Multi-layer perceptron (MLP) is a universal classifier
</script>
Notes from CMU 11-785. Lecture #1
## Perceptron is a linear classifier
A single perceptron (or neuron) acts as a linear classifier. `W` are weights, `X` is the input vector, `b` is the bias and `f` is the activation function - step function for binary classification.
$$
Y = f(W^T X + b)
$$
In two dimensions it will represent a line.
$$
\begin{bmatrix} y \\ \end{bmatrix} = \begin{bmatrix} w1 & w2 \\ \end{bmatrix} \begin{bmatrix} x1 \\ x2 \end{bmatrix} + \begin{bmatrix} b \end{bmatrix}
$$
## Logic AND is a linear classification problem
There exists atleast one linear decision boudnary that can separate the two outputs (0 and 1). An example is
$$
f(x1 + x2 - 1.5)
$$
| x1 | x2 | x1 + x2 - 1.5 | f(x1 + x2 - 1.5) |
|----|----|---------------|------------------|
| 0 | 0 | -1.5 | 0 |
| 0 | 1 | -0.5 | 0 |
| 1 | 0 | -0.5 | 0 |
| 1 | 1 | 0.5 | 1 |
Here is a way to visualize
```plaintext
y
|
1 + (1,1)
|
|
0 + (0,0) (0,1)
| (1,0)
+----------------------> x
0 1
```
Tangentially, individual perceptrons can act as boolean gates (e.g AND, OR), network of perceptrons are boolean functions (eg. XOR) and MLPs are universal boolean functions.

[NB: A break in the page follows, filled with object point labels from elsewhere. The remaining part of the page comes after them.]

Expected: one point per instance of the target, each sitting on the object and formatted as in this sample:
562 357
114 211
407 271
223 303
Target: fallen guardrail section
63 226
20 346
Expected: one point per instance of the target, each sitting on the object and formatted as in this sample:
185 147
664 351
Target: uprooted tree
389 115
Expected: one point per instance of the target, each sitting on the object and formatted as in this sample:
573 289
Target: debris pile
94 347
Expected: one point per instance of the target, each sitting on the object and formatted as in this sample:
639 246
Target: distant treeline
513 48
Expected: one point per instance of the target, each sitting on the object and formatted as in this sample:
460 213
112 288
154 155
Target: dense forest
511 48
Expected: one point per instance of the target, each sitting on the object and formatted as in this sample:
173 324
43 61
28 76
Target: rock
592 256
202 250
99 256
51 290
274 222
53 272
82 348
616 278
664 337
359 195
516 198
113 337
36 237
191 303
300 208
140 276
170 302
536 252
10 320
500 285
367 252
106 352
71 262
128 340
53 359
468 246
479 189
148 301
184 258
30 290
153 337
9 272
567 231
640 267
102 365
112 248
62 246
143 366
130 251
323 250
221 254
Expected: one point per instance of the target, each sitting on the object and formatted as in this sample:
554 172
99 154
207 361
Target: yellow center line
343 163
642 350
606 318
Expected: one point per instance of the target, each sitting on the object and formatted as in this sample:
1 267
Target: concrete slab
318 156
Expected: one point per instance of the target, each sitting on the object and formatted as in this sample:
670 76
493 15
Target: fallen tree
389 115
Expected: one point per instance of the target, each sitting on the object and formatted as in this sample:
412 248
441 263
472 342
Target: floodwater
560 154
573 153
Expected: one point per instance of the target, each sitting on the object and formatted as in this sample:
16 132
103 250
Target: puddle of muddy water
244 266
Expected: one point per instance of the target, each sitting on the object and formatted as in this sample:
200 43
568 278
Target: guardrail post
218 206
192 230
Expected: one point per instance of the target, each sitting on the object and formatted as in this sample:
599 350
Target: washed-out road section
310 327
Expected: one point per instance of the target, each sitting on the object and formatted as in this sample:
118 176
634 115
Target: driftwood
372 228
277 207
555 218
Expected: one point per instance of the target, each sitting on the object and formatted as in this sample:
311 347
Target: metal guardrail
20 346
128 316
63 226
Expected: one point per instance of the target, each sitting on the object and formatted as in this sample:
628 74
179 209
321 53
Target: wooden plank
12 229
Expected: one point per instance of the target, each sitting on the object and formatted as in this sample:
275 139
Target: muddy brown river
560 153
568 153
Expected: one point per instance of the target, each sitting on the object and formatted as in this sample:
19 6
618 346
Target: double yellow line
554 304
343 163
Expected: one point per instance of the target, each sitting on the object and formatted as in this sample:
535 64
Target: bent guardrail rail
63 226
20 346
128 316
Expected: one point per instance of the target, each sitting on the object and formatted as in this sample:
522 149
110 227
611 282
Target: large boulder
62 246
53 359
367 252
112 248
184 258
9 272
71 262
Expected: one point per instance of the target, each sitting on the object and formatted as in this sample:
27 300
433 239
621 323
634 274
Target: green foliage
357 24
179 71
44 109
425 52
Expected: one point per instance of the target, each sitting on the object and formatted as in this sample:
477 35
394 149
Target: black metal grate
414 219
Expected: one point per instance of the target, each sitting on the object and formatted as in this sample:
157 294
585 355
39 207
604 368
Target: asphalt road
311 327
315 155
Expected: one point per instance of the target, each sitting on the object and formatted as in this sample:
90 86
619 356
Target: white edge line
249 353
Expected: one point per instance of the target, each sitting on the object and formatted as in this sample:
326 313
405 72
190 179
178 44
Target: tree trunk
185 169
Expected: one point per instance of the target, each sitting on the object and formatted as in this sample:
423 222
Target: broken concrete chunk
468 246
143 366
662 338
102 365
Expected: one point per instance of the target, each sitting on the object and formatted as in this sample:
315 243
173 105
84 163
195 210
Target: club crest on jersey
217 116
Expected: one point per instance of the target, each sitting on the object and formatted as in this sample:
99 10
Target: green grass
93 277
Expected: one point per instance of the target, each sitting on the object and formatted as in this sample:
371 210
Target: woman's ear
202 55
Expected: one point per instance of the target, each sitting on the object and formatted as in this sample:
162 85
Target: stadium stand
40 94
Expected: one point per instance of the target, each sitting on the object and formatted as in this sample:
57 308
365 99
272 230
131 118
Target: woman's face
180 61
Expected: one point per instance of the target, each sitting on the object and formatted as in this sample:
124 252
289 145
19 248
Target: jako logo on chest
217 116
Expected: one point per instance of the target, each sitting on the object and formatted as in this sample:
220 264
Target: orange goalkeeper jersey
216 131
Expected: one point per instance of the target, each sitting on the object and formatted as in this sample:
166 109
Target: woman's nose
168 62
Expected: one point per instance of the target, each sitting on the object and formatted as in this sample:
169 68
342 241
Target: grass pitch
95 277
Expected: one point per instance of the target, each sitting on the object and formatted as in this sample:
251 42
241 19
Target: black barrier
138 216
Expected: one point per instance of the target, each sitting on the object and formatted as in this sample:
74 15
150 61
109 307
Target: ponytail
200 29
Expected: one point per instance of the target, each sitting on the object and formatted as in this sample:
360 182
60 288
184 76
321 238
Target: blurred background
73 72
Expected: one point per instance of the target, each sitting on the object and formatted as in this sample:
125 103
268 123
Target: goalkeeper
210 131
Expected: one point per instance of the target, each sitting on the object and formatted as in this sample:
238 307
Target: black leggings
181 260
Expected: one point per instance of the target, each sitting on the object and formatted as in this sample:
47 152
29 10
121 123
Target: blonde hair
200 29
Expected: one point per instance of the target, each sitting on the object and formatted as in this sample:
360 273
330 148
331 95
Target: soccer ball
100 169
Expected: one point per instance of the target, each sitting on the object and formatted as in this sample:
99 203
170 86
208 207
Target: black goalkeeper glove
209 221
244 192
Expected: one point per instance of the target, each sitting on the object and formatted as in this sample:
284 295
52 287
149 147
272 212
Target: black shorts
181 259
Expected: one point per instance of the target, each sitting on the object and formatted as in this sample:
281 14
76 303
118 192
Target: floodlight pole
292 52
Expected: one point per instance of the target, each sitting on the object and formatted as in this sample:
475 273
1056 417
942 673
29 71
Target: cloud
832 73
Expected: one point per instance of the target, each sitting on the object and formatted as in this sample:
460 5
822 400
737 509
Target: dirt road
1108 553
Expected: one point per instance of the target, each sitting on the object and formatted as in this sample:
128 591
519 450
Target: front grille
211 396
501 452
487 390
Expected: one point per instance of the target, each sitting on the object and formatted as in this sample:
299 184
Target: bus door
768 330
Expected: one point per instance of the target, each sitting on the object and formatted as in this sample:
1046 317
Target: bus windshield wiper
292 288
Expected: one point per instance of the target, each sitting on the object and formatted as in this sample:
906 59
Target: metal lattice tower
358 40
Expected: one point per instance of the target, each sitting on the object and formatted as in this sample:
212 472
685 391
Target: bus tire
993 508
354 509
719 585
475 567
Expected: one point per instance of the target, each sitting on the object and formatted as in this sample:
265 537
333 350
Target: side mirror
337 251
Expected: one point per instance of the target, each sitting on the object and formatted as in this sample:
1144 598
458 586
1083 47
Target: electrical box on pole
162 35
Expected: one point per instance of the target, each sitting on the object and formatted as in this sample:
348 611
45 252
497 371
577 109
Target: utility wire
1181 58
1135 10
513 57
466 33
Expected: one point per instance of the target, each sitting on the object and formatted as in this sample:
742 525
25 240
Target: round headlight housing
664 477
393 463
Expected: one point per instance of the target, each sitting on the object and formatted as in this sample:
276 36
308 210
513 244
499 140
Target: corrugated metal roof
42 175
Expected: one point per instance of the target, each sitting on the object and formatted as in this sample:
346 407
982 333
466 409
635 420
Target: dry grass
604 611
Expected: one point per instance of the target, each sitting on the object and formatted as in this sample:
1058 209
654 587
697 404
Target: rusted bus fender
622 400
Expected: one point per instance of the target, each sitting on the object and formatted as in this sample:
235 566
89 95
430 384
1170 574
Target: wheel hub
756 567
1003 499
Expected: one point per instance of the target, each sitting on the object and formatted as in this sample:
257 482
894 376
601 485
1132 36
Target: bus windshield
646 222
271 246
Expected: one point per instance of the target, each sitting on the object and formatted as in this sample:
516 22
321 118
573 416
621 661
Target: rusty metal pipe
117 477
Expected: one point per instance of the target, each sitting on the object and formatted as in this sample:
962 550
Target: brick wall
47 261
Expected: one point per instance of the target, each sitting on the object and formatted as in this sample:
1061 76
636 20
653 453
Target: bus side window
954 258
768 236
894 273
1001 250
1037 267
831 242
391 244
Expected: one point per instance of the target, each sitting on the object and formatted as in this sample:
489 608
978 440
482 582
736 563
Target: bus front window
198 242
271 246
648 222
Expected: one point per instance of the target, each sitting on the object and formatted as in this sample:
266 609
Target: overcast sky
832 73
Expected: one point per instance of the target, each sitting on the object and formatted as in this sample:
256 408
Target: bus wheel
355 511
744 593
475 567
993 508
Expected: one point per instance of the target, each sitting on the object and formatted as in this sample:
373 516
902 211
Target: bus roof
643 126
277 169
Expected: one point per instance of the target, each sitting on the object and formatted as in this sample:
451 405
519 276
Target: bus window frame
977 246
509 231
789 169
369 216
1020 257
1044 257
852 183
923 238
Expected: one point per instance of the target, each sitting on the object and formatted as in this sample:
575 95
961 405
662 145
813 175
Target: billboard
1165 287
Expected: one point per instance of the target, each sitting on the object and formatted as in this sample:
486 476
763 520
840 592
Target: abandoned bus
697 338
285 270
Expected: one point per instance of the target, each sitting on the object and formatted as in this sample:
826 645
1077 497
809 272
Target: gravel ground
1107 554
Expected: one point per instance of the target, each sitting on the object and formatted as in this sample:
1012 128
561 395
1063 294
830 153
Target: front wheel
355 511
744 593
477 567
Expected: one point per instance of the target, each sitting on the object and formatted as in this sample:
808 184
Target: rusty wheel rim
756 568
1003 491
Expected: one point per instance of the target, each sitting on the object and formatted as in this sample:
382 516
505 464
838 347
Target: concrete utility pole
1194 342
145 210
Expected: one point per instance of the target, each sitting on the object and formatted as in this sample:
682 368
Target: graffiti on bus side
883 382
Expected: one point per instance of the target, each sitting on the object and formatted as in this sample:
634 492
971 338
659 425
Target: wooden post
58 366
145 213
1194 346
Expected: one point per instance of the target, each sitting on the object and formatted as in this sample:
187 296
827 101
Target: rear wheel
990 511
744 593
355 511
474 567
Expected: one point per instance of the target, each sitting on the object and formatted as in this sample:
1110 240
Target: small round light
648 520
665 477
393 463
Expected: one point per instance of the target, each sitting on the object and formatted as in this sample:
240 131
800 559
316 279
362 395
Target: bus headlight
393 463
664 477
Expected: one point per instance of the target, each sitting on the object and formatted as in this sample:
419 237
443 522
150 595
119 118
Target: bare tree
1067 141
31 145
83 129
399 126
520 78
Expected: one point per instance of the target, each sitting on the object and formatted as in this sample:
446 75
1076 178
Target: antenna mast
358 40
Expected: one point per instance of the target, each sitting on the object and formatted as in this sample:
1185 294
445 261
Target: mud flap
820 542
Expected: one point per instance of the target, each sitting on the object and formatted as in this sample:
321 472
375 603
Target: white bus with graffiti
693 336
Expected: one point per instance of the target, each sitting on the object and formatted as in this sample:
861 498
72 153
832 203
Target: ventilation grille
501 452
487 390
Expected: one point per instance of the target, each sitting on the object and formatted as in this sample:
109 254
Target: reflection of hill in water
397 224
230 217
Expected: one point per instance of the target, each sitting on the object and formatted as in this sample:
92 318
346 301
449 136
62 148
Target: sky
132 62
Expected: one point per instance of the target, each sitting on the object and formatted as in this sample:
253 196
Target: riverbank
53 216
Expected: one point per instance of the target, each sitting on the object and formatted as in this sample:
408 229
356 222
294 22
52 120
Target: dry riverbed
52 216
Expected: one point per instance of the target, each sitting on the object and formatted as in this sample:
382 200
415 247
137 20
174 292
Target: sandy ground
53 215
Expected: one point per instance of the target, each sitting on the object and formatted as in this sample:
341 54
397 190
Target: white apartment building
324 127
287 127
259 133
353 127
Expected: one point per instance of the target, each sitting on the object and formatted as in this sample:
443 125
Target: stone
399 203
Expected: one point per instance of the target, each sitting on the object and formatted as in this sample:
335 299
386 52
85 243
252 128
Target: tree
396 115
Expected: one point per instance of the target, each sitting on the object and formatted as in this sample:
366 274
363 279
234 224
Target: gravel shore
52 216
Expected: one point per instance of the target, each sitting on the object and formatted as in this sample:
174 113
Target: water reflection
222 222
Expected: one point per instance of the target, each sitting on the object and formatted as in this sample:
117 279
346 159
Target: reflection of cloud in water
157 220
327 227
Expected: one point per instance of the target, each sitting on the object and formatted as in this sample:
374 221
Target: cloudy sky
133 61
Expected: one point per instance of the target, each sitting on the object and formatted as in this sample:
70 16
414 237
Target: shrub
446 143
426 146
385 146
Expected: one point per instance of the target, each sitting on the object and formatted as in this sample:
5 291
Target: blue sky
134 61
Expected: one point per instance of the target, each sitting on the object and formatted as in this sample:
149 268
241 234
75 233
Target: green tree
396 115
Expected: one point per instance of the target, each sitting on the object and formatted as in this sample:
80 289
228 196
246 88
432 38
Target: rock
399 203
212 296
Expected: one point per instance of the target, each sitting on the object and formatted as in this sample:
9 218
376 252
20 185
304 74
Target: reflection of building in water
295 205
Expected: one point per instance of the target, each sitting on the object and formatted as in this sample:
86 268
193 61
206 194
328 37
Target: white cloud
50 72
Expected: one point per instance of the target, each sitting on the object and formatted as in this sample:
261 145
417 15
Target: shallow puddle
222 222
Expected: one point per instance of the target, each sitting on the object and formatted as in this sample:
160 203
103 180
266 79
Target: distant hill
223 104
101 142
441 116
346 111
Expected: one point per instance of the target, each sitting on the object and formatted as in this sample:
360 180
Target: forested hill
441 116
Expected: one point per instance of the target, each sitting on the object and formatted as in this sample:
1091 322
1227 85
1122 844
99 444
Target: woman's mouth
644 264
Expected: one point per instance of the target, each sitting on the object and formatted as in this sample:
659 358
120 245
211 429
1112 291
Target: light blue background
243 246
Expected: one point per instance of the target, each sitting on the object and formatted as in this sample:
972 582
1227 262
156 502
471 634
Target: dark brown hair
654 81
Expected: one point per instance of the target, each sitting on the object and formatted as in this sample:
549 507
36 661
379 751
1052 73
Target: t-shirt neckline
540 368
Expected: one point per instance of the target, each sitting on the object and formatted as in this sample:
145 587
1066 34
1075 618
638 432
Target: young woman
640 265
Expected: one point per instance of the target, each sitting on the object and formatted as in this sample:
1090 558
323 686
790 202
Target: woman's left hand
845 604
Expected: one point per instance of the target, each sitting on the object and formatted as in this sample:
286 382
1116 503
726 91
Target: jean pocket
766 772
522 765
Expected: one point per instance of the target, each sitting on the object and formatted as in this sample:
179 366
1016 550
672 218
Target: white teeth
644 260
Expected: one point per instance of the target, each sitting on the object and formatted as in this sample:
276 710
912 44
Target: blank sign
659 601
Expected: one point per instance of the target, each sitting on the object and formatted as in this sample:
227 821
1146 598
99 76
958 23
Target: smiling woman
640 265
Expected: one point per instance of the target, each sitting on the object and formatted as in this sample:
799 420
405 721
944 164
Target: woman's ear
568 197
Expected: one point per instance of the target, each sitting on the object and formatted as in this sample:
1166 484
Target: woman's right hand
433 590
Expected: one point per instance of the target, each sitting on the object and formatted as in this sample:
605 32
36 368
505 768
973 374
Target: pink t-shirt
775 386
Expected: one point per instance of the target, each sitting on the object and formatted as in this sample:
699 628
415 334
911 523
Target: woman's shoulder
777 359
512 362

## Perceptron(s) can create an arbitrary bounding box
We can use multiple perceptrons to create an arbitrary bounding box.
Let's create a triangle. Everything within the triangle belongs to class A, everything outside is class B.
$$
\begin{bmatrix} y1 \\ y2 \\ y3 \end{bmatrix} = \begin{bmatrix} 1 & 1 \\ 1 & -1 \\ 1 & 0 \end{bmatrix} \begin{bmatrix} x1 \\ x2 \end{bmatrix} + \begin{bmatrix} 1 \\ 1 \\ -1 \end{bmatrix}
$$
The output of the above perceptrons can then be used by an AND layer. For examle,
```plaintext
Input Layer: First Layer (Bounding Box): Second Layer (AND):
(x1, x2) ----> [Perceptron 1: x ≥ 0.5] -----------> [AND Perceptron] ----> Output
\ /
\ /
\-> [Perceptron 2: x ≤ 1.5] -/
/-> [Perceptron 3: y ≥ 0.5] -\
/ \
/ \
(x1, x2) ----> [Perceptron 4: y ≤ 1.5] ----------->
```
A universal classifier can then be a tree of such linear classifers + AND layers and could be used to model any classification problem with arbitary precision.